The Polish Government in exile negotiated the release of Polish POW’s held in Russia and on 14th August 1941 a formal pact was signed between them allowing a new Polish army to be formed. Edward like thousands of prisoners were released and made their way south to join ‘Anders Army’. His encounter with the Uzbeks and their ability to allow tradition and culture to survive in the bleak Soviet system was wonderfully described. Or coping with re-training while based in Khanaquin in Iraq where food and necessary items were in plenty are portrayed with simplicity and frankness. The impact or shock of the heat and boredom having survived the gulags is quite poignant. Arrival in the Middle East brought Edward closer to the war. A bout of malaria, which struck down many of Anders troops in Iran or Palestine, enabled Edward to experience a British hospital and its comforts prior being shipped to Nuseirat in Gaza. Melancholia and routine of camp life at times plagued Edward in a number of locations through out the book and it came to tantalize him while on guard duty where the narrative almost has a hallucinatory feel to it. Only more training seemed to break the mood interspersed with trips to Jerusalem, but Edward like many Polish troops seemed to have had enough of the Middle East.

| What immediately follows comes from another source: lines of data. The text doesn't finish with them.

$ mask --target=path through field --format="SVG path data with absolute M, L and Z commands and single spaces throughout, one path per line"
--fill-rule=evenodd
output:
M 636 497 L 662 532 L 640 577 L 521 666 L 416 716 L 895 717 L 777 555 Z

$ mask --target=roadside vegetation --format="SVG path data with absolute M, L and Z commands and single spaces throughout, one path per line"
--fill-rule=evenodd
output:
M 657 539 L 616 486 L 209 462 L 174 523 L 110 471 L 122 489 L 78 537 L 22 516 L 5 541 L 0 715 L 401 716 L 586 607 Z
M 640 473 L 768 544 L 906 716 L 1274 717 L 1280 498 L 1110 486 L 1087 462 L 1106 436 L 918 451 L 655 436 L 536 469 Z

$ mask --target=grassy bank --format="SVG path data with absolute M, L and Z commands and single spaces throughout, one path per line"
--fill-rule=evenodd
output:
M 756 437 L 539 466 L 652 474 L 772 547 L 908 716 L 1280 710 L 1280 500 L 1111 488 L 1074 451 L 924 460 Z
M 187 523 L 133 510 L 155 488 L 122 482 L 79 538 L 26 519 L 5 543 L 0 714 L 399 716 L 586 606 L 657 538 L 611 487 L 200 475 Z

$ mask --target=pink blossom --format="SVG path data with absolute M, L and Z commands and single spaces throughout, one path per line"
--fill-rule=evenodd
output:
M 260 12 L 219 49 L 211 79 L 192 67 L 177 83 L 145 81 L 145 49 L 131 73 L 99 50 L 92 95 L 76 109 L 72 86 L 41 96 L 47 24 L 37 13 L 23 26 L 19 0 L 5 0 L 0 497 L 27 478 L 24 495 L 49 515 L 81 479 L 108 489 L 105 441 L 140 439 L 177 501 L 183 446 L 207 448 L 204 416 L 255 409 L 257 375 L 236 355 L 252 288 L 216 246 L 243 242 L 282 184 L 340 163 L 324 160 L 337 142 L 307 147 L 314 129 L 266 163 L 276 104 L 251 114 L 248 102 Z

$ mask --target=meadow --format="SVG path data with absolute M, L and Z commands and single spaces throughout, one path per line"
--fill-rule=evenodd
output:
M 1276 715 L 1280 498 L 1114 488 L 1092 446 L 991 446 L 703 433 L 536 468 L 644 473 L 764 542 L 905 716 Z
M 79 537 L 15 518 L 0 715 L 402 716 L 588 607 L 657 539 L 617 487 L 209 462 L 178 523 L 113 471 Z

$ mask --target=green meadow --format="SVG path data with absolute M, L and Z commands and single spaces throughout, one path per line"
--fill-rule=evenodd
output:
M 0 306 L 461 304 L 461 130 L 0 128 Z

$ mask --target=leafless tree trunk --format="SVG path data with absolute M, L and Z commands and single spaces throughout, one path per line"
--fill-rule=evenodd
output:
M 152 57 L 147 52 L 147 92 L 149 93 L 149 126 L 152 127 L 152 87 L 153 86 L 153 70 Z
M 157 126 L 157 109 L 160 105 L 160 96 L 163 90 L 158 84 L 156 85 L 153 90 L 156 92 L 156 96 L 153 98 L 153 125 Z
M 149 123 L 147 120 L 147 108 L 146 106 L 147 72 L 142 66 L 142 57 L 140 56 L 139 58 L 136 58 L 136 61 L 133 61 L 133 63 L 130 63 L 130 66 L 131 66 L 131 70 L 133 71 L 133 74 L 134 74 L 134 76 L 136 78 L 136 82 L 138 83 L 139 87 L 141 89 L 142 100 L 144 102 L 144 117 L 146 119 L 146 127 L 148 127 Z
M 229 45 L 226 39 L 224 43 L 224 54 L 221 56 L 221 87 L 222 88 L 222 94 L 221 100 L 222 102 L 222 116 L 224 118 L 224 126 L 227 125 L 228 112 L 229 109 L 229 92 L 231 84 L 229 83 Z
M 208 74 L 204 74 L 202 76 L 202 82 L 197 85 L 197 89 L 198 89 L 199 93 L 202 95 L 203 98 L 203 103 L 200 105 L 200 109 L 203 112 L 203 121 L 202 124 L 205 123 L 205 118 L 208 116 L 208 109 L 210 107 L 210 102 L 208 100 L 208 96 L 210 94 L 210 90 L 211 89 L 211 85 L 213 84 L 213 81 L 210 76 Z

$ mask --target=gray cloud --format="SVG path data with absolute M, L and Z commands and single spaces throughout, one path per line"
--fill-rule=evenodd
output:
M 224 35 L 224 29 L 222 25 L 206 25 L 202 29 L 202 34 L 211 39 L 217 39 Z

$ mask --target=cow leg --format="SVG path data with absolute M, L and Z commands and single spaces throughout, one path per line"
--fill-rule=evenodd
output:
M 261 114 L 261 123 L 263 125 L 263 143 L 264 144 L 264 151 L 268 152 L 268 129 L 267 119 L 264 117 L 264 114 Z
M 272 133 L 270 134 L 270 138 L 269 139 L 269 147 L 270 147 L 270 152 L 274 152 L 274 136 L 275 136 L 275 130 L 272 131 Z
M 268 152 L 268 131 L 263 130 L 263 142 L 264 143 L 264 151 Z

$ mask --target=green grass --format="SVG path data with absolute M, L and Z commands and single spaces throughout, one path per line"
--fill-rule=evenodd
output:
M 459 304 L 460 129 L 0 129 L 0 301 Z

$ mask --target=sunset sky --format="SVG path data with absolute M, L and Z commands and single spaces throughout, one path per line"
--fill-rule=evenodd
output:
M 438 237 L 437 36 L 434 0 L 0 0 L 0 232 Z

The train trip from Al Khassa to Quassasin in Egypt enabled Edward to reflect that the ‘Promised Land’ held little for him despite his Jewish background and saw the trip as a never-ending road to yet another camp and its laborious routine. Transported by the M.S Dilwara to Taranto in Italy, Edward had little idea the Italian campaign would be long and bloody and also over-shadowed by events in France.
Edward’s description of the front and action around the Monte Cassino sector where his animated description of surviving artillery fire and the destruction a barrage can inflict is some of the best narrative in print and recommend anyone interested in the Italian campaign to read this book. For those researching family history, the joy of reading this book is how Edward has recorded the events and it is immensely important that his ‘army life’ is left in context for what it was. Edward found many of the landscapes impressive and enchanted him on his long journey. Some of his sketches and watercolours are included in the book and the narrative and observations suggests a missed vocation as a travel writer.